The conclusions drawn so that an argument can be made against Catholicism are what tend to be rather strange.

He’s the thinking man’s Alexander Hislop, with an SDA flavour. ##

[quote=brotherhrolf]Let’s put this in context. Mithraism was a soldier’s religion. It was the religion of the Roman legions. The initiate into the rites of Mithras descended into a trench. A white bull was led over the trench whereupon his throat was slit and the initiate was “baptized” into the rites of Mithras. There are numerous representations of the bull being sacrificed all over the place. Christ, on the other hand, particularly in the early days was portrayed as a young beardless man. The mosaic you showed was Christ. Take a look at the Roman representations of Mithras. There is absolutely no connection except in the minds of certain protestants out there.
[/quote]

Oh yes… I have done some lengthy research on this, but I haven’t really read any early church fathers in refuting the religion… As the religion might have already been dead before Christianity really hit hard in Rome.

The problem I am facing is that where are the writings about this mythical religion? have been to Rome and one side is very much pagan in nature and the other side is Vatican.

European arts in the minds of protestants equate to paganism or worshiping.

Basically were the statues, and various other art forms ways to help pagans relate to Christianity?

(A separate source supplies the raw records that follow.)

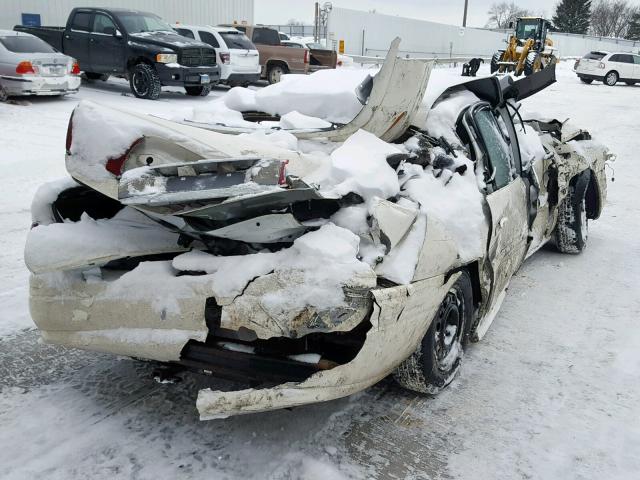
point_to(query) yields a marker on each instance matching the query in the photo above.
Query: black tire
(275, 72)
(611, 78)
(494, 67)
(145, 81)
(199, 91)
(435, 362)
(533, 59)
(572, 230)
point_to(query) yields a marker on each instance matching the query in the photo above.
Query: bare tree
(612, 18)
(503, 13)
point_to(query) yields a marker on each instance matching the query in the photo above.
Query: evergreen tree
(634, 27)
(572, 16)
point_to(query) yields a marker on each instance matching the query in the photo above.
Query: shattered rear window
(594, 56)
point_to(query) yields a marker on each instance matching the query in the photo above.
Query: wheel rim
(449, 327)
(584, 221)
(141, 83)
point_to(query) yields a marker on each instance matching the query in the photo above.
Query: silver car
(30, 66)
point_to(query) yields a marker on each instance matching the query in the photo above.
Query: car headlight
(167, 58)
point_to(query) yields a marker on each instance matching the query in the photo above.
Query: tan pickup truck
(275, 58)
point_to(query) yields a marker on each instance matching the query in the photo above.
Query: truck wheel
(532, 64)
(199, 91)
(437, 359)
(572, 230)
(145, 82)
(494, 61)
(611, 78)
(275, 72)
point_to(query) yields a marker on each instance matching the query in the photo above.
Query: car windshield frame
(152, 23)
(522, 29)
(9, 43)
(229, 39)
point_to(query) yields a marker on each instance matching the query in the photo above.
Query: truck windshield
(237, 40)
(26, 44)
(527, 29)
(143, 22)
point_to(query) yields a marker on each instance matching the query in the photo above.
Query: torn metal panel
(251, 311)
(92, 312)
(279, 227)
(390, 222)
(402, 316)
(396, 94)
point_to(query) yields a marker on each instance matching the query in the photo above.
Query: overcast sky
(277, 12)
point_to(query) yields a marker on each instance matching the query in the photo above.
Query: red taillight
(24, 68)
(114, 165)
(282, 174)
(69, 134)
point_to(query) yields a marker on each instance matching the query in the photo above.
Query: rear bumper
(35, 85)
(243, 77)
(177, 75)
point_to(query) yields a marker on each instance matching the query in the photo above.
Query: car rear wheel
(96, 76)
(199, 91)
(437, 359)
(611, 79)
(533, 63)
(275, 72)
(145, 82)
(572, 230)
(494, 67)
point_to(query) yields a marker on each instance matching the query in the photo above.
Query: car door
(506, 196)
(106, 45)
(76, 38)
(620, 63)
(636, 68)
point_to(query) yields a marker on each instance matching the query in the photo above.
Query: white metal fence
(369, 34)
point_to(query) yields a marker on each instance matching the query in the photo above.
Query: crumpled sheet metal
(400, 318)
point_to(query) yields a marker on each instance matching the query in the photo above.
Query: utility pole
(464, 18)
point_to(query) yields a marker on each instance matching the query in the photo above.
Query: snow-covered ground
(552, 391)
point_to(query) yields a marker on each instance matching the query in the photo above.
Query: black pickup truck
(136, 45)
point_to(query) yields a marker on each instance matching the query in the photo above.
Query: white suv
(609, 68)
(238, 57)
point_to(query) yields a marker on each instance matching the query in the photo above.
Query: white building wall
(370, 34)
(198, 12)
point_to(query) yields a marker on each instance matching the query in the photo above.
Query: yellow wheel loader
(528, 49)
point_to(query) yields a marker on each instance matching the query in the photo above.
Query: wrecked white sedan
(312, 271)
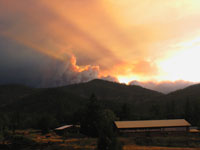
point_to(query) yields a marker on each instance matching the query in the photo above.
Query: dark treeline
(46, 109)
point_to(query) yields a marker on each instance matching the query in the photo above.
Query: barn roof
(63, 127)
(152, 123)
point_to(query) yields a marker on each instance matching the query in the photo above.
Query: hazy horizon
(155, 43)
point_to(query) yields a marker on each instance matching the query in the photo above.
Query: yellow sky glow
(128, 39)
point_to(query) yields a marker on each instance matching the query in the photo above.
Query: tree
(125, 112)
(91, 118)
(188, 112)
(45, 123)
(107, 139)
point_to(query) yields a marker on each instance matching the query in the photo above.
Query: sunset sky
(50, 43)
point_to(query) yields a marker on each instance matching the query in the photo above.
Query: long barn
(153, 125)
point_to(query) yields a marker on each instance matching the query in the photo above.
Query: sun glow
(126, 79)
(184, 64)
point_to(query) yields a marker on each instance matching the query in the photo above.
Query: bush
(19, 142)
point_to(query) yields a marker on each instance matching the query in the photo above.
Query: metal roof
(63, 127)
(152, 123)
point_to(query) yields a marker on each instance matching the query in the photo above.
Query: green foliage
(107, 139)
(19, 142)
(45, 123)
(91, 117)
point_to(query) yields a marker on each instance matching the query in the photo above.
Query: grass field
(52, 141)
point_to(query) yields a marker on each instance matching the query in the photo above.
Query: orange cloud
(124, 37)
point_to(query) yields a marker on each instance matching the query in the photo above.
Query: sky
(52, 43)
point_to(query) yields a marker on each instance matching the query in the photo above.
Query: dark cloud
(110, 78)
(23, 65)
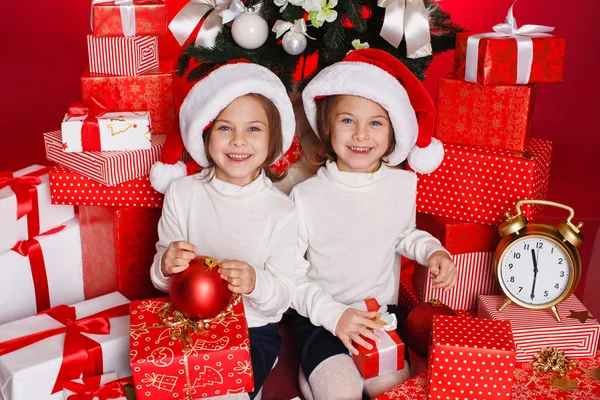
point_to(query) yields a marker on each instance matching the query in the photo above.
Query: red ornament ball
(199, 292)
(419, 324)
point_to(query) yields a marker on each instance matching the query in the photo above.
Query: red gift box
(215, 362)
(492, 116)
(70, 187)
(496, 59)
(457, 236)
(385, 357)
(471, 358)
(534, 329)
(476, 276)
(118, 250)
(479, 184)
(141, 18)
(107, 167)
(152, 92)
(128, 56)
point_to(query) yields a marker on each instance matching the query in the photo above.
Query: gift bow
(81, 354)
(90, 130)
(127, 14)
(408, 19)
(509, 29)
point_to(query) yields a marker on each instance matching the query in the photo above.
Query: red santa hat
(378, 76)
(204, 102)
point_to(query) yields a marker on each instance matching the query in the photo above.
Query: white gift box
(62, 263)
(119, 131)
(31, 372)
(12, 229)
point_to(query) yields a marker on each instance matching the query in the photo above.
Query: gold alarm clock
(538, 265)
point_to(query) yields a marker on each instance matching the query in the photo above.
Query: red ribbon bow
(81, 355)
(90, 388)
(90, 130)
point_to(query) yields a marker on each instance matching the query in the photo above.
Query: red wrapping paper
(70, 187)
(457, 236)
(152, 92)
(478, 184)
(534, 329)
(118, 247)
(216, 363)
(497, 60)
(491, 116)
(471, 358)
(150, 18)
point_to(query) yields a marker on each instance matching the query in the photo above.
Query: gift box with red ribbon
(169, 362)
(129, 56)
(70, 187)
(577, 334)
(385, 357)
(152, 92)
(25, 207)
(107, 167)
(45, 271)
(479, 184)
(118, 246)
(476, 276)
(64, 343)
(100, 387)
(492, 116)
(471, 358)
(132, 18)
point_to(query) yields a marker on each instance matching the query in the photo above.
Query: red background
(44, 53)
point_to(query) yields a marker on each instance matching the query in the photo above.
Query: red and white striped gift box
(476, 276)
(107, 167)
(128, 56)
(534, 329)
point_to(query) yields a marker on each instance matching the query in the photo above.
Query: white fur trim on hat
(217, 90)
(373, 83)
(161, 174)
(425, 160)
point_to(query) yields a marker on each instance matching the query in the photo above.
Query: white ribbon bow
(280, 27)
(127, 14)
(508, 29)
(408, 19)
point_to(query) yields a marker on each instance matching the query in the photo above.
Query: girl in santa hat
(371, 113)
(234, 123)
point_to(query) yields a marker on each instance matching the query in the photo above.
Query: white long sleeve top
(255, 223)
(350, 226)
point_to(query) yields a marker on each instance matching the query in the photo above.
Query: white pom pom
(425, 160)
(161, 174)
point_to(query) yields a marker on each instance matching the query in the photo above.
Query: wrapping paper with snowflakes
(217, 362)
(479, 184)
(498, 59)
(577, 334)
(116, 131)
(477, 115)
(470, 358)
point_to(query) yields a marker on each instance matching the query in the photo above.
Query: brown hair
(325, 108)
(275, 137)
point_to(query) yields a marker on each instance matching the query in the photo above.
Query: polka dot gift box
(479, 184)
(170, 364)
(471, 359)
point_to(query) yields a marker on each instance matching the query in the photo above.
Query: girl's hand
(240, 276)
(177, 257)
(352, 324)
(442, 270)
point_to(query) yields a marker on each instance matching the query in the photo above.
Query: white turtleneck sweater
(350, 226)
(255, 223)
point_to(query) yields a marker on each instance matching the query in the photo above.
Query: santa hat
(204, 102)
(378, 76)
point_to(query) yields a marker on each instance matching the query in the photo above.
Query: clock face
(535, 270)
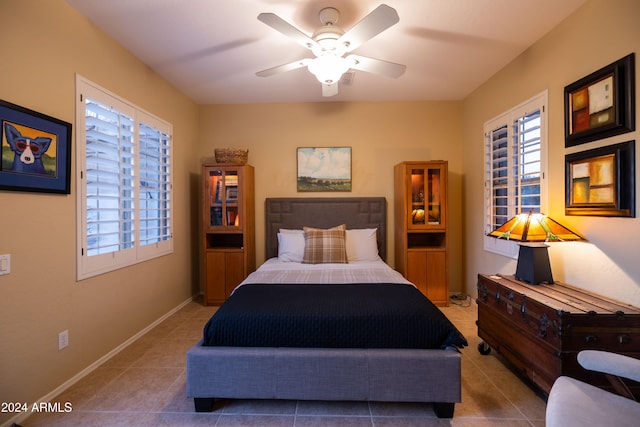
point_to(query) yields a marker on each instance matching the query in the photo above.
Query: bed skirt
(387, 375)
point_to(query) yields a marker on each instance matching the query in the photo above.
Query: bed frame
(393, 375)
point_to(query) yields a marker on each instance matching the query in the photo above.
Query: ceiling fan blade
(279, 24)
(284, 68)
(377, 66)
(371, 25)
(330, 90)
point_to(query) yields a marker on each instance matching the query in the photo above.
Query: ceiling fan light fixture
(328, 68)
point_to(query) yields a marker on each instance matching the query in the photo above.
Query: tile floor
(144, 385)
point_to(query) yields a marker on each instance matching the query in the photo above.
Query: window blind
(515, 147)
(124, 165)
(109, 179)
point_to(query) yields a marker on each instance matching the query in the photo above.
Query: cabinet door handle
(624, 339)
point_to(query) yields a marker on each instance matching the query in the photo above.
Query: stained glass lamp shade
(532, 230)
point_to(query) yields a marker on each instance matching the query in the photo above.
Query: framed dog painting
(36, 151)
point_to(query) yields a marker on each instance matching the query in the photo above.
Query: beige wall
(380, 134)
(598, 34)
(44, 43)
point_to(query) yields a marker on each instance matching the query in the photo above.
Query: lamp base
(533, 263)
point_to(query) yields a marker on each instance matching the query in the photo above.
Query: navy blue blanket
(331, 316)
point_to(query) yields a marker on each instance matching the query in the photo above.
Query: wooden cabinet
(228, 208)
(420, 208)
(540, 329)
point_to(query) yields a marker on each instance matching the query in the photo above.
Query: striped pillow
(324, 246)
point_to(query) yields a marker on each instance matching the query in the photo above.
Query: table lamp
(532, 230)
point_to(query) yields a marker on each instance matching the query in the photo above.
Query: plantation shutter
(515, 146)
(110, 174)
(155, 185)
(125, 182)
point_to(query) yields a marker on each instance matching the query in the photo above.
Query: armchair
(574, 403)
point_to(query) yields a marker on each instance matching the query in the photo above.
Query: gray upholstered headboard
(325, 212)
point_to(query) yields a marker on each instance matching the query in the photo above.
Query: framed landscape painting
(324, 169)
(601, 181)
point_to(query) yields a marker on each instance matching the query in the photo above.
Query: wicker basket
(236, 156)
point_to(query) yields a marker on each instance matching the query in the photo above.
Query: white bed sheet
(276, 271)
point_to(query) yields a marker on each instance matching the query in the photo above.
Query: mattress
(363, 305)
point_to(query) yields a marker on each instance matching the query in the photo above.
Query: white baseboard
(86, 371)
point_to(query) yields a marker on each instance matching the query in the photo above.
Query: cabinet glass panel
(417, 196)
(434, 213)
(223, 198)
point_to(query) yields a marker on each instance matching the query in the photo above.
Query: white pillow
(362, 245)
(290, 245)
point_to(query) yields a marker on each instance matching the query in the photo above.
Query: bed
(282, 354)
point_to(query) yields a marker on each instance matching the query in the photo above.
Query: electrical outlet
(63, 339)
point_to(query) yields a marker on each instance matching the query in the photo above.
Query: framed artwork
(601, 104)
(36, 151)
(601, 181)
(324, 169)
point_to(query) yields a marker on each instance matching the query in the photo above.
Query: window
(124, 182)
(515, 166)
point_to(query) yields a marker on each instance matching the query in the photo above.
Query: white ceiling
(211, 49)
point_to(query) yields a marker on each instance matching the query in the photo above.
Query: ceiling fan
(330, 43)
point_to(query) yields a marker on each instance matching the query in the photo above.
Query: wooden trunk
(541, 328)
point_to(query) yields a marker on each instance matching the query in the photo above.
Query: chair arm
(610, 363)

Like ROCK n’ROLL for praise and worship…

Mithraism was not dead during the early years of the church. It was very much alive. It existed in Romano Celtic Britain and may have had some input into Arthurian legend.

Mithraism was also a very fraternal religion. Initiates were part of a brotherhood - a fraternity. It had secret rites and it WAS closely associated with the Legions. There would have been many adherents of Mithraism when Constantine converted.